Technically, many times the trials are not independent, but they can be treated as if they were independent if n ≤ 0.05 N (the sample size is no more than 5% of the population size)
Notice that it is possible that in some cases the p-value method may yield a different conclusion than the confidence interval method. This is due to the fact that when constructing confidence intervals, we use an estimated standard deviation based on the sample proportion p-hat.
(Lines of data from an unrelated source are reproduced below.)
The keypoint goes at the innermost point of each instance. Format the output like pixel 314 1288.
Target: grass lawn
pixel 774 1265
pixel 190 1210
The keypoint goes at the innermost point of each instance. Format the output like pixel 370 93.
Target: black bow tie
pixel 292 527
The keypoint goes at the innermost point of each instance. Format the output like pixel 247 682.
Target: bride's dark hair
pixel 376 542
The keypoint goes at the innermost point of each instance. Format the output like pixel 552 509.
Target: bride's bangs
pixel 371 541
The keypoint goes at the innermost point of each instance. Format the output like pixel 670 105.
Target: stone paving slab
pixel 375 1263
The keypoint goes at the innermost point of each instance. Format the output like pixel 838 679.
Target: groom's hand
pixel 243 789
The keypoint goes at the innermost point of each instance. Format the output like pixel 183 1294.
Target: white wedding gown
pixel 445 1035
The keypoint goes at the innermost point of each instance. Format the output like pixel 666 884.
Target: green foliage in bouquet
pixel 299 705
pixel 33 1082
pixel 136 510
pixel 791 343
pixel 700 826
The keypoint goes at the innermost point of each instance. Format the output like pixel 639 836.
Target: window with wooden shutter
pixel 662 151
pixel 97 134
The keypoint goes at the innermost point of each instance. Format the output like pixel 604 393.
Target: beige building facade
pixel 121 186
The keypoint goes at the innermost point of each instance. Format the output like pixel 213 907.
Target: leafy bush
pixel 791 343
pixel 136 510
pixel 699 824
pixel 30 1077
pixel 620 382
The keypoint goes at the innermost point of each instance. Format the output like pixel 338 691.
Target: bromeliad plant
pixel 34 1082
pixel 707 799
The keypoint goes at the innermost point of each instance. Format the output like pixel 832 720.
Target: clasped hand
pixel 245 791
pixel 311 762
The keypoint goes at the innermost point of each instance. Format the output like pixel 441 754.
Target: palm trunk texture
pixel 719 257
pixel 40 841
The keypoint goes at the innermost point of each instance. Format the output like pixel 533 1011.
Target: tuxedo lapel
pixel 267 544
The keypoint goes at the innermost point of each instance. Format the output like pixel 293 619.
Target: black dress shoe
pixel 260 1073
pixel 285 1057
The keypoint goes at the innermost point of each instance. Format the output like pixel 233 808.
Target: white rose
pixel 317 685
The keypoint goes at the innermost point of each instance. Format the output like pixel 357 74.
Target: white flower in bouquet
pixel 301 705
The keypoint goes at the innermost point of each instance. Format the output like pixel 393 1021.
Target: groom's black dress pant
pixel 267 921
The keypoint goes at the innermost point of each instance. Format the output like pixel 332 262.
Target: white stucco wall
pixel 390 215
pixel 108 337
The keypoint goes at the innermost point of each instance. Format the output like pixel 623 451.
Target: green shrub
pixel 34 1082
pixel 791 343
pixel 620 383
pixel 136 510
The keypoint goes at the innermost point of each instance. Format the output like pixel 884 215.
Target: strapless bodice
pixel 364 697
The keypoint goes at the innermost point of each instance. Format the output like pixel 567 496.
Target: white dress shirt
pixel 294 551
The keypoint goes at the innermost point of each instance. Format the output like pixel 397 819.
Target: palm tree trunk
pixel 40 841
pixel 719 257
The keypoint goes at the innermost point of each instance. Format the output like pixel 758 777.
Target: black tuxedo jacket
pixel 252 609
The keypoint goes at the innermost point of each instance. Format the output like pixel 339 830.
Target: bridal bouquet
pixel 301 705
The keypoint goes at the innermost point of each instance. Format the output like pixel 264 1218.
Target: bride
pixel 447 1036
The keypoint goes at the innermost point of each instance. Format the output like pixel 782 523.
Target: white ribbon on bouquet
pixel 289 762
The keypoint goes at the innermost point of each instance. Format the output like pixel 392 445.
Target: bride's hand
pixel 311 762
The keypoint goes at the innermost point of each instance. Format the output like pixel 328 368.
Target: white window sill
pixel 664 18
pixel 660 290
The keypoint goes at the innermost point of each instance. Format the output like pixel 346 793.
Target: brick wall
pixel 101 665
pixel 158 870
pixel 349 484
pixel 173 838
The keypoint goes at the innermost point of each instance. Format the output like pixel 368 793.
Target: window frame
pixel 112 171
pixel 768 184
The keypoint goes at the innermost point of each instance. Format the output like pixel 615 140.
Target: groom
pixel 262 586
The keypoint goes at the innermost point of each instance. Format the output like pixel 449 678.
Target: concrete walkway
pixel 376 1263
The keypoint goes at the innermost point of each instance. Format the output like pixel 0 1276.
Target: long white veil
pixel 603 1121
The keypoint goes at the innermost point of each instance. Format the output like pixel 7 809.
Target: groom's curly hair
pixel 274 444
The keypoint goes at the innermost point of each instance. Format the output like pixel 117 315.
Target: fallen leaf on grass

If we are testing claims about proportions, it is recommended to use the p-value method or the traditional method.
(IV) Using the calculator to test hypothesis or construct confidence intervals for one population proportion
For hypothesis testing use item 5 from the STAT, TESTS menu
For confidence intervals use item A from the STAT, TESTS menu
Sections 9.2 and 8.1 or 8.2 – CH 8 & 9
1) In 1990, the mean pH level of the rain in Pierce County, Washington, was 5.03. A biologist claims that the acidity of the rain has increased. (This would mean that the pH level of the rain has decreased.) From a random sample of 19 rain dates in 2000, she obtains the data shown below. Assume that σ = 0.2.
5.08, 4.66, 4.7, 4.87, 4.78, 5.00, 4.50, 4.73, 4.79, 4.65,
4.91, 5.07, 5.03, 4.78, 4.77, 4.6, 4.73, 5.05, 4.7
Source: National Atmospheric Deposition Program
Part 1: Construct a 98% confidence interval estimate for the mean pH levels of rain in that area for the year 2000.
Part 2: At the 1% significance level, test the claim of the biologist that the pH level of the rain in that area has decreased, and therefore, the acidity of the rain has increased.
Preliminary steps: do the following:
a) Describe in words the population and variable
Year 2000 pH level of rain in Pierce County, Washington
b) Check that the conditions are satisfied - Because the sample size is small, we must verify that the pH level is normally distributed and the sample does not contain any outliers. Construct a normal probability plot and a boxplot in order to observe if the conditions for testing the hypothesis are satisfied.
Enter the data in L1 (press STAT, select Edit) of the calculator and open two plots, one with a modified box plot (the fourth icon) and another with the normal probability plot, which is the last icon type in the 2nd Y= [STAT PLOT] window.
Do this in the calculator. The normal probability plot has to be “approximately” linear
c) Write the relevant statistics from the problem
x-bar = 4.811, s = .171, σ = .2, n = 19
Part 1 - Construct a 98% confidence interval estimate for the mean pH levels of rain in that area for the year 2000.
a) Describe in words the objective
We want to estimate the year 2000 mean PH level of rain in Pierce County Washington in order to see if it is lower than the 5.03 pH level from the year 1990. If the PH has decreased, then we can conclude that the acidity of rain in that area has increased.
b) Use the calculator to construct the interval. (Are you using z or t? Why?).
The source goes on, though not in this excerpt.